Despite constraints imposed by COVID-19-induced business disruption and supply chain and talent issues, the advertising and marketing sector had its strongest year in the last decade, according to the latest research from Winterberry Group.
In its annual spend analysis of 20 media channels—nine offline and 11 digital—the consultancy saw marketing and advertising spend to reach $436.3 billion in 2021, an increase of 21.6 percent over 2020 ($358.8 billion). That current total represents a $77.5 billion increase from a recessed 2020.
Winterberry Group expects continued growth of 11.8 percent in 2022 to $487.8 billion.

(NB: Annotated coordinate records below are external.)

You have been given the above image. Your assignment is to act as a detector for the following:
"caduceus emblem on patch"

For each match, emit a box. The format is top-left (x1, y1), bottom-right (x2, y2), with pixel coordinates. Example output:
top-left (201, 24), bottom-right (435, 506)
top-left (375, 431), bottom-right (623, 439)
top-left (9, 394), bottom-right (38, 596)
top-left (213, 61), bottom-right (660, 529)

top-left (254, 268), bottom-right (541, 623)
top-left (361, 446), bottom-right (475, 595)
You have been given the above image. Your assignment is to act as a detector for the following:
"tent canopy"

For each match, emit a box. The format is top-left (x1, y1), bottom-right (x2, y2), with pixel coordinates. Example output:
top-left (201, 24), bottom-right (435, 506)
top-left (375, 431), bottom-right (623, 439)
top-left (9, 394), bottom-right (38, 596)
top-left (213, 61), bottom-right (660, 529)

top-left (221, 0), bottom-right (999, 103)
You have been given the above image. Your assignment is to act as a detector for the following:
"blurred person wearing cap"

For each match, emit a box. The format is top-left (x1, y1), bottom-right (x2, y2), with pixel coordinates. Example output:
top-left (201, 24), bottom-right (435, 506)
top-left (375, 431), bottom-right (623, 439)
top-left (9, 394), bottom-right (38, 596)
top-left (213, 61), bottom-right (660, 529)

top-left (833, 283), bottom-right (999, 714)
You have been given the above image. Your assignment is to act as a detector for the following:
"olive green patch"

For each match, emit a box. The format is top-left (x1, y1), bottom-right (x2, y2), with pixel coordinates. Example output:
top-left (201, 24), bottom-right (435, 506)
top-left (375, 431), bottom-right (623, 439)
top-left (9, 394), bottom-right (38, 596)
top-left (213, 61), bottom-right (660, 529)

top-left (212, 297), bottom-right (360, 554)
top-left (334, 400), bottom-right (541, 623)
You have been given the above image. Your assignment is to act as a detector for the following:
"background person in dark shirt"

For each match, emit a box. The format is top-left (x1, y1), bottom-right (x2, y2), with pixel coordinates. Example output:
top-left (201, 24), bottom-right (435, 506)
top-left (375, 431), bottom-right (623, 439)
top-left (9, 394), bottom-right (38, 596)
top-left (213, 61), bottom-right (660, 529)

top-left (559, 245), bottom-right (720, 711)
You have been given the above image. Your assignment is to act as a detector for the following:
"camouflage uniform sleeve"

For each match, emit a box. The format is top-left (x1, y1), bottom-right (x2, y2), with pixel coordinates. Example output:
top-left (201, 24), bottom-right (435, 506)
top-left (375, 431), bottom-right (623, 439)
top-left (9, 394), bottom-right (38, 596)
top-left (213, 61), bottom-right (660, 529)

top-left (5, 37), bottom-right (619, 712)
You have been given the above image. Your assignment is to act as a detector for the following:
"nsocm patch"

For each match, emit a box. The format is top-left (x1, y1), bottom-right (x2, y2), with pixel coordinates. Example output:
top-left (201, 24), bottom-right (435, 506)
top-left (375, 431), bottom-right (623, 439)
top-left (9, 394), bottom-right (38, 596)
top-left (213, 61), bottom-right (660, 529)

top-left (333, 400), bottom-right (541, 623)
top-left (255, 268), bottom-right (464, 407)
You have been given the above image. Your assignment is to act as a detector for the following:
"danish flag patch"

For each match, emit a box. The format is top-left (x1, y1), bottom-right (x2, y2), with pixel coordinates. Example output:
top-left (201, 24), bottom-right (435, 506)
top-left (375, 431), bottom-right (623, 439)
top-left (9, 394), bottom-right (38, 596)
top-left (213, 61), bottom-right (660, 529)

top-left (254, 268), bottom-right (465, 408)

That growth will be fueled by economic growth and higher corporate profits, media cost inflation, the convergence of connected and linear TV, and a continuing digital shift powered by data, it concluded.
Major areas that performed better than expectations included retail media marketing, which doubled from $20 billion to $40 billion between 2020 and 2021; experiential/sponsorship marketing, which grew by $10 billion off the historic lows of 2020; and connected television, which grew by $6 billion last year and is projected for another $5 billion of growth in 2022.
With tailwinds from media expansion, data-related spending (including data, identity, analytics, platforms, and measurement/attribution) grew to $29.3 billion, up 26 percent over the prior year, and is forecast to gain another 13 percent in 2022, according to the research.
Expected headwinds from the loss of online and mobile identifiers shifted spending toward the following:
Personalization of first-party data across all online and offline platforms;
Adoption of data management and cleanroom solutions;
The use of alternative identity solutions, including contextual targeting; and,
A rebound in direct mail acquisition fueling third-party data spend.
In aggregate, spending on data as a percent of total media increased from 11.6 percent in 2021 to 12.3 percent in 2022. Key growth drivers expected to impact 2022 include the following:
- A continuing loss of identifiers in media, driven by privacy concerns, which will force marketers to deploy a wider range of identity solutions by year’s end;
- The war to attract, retain. and compensate industry talent, which will continue for at least another 12 months;
Steady progress in the shift from campaign-centric marketing to customer-centric and journey-based approaches; and,
Increasing investment and market consolidation, fueled by a huge influx of venture capital, private equity, and public market capital.